SEGUNDO.- Entrando a examinar el recurso de apelación interpuesto por la parte demandada, el mismo reposa en tres reparos, de los que los dos primeros han de ser estimado por las razones proporcionadas en el Fundamento Jurídico anterior al que nos remitimos in totum para evitar reiteraciones supérfluas. Distinta suerte ha de correr la otra objeción que conforma la disconformidad con la sentencia proferida en la primera instancia, ya que al modificarse la misma en el extremo tocante al primer grupo de facturas con cuyo basamento se postuló en la demanda ya no puede hablarse más que de estimación parcial de las pretensiones de las partes ejercitadas en el procedimiento originador y, por ende, el motivo deviene vacuo de contenido; razonamientos que se traducen en la estimación parcial del recurso de apelación de la parte demandada.

TERCERO.- Consecuencia del acogimiento parcial de ambos recursos es que no se haga especial pronunciamiento en cuanto a las costas procesales originadas en ambas instancias, conforme a lo preceptuado en el artículo 398 de la LEC .

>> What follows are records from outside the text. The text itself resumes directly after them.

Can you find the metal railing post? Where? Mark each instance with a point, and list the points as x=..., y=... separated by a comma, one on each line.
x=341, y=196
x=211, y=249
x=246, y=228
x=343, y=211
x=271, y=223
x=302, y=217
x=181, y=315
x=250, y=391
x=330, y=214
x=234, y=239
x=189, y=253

Vistos los preceptos legales citados y demás disposiciones normativas de general y pertinente aplicación.

Fallo

1) Que, con acogimiento parcial del recurso de apelación interpuesto por el Procurador D. Argimiro Vázquez Guillén, en representación de la entidad mercantil Audiovisual Sport S.L., frente a la sentencia dictada por la Ilma. Sra. Magistrada del Juzgado de Primera Instancia nº 2 de Madrid en lo autos a que el presente Rollo se contrae, el día catorce de noviembre de dos mil seis, aclarada por auto de cuatro de diciembre del mismo año, debemos revocar y revocamos la indicada resolución en el sentido de condenar a la también mercantil R CABLE TELECOMUNICACIONES GALICIA, S.A., a que satisfaga a la actora exclusivamente la cantidad de 1.153.461,68 euros, más el interés de demora del artículo 576 de la LEC , desde la notificación de la presente resolución, inestimándose el recurso en todo lo demás y sin hacer especial pronunciamiento en cuanto a las costas procesales originadas en esta instancia.

2) Que, con estimación parcial del recurso de apelación deducido por la Procuradora Dª María de los Angeles Gladis de la Plaza, en representación de R Cable y Telecomunicaciones Galicia, S.A. frente a la sentencia referida, la revocamos parcialmente y, en consecuencia, la absolvemos de los pronunciamientos de condena a que se circunscribe este recurso, el que se desestima en lo demás y sin hacer especial pronunciamiento en cuanto a las costas procesales causadas en este grado jurisdiccional.

Así por esta nuestra sentencia, de la que se unirá certificación literal al Rollo de Sala, lo pronunciamos, mandamos y firmamos.

PUBLICACIÓN.- Firmada la anterior resolución es entregada en esta Secretaría para su notificación, dándose publicidad en legal forma, y se expide certificación literal de la misma para su unión al rollo. Certifico.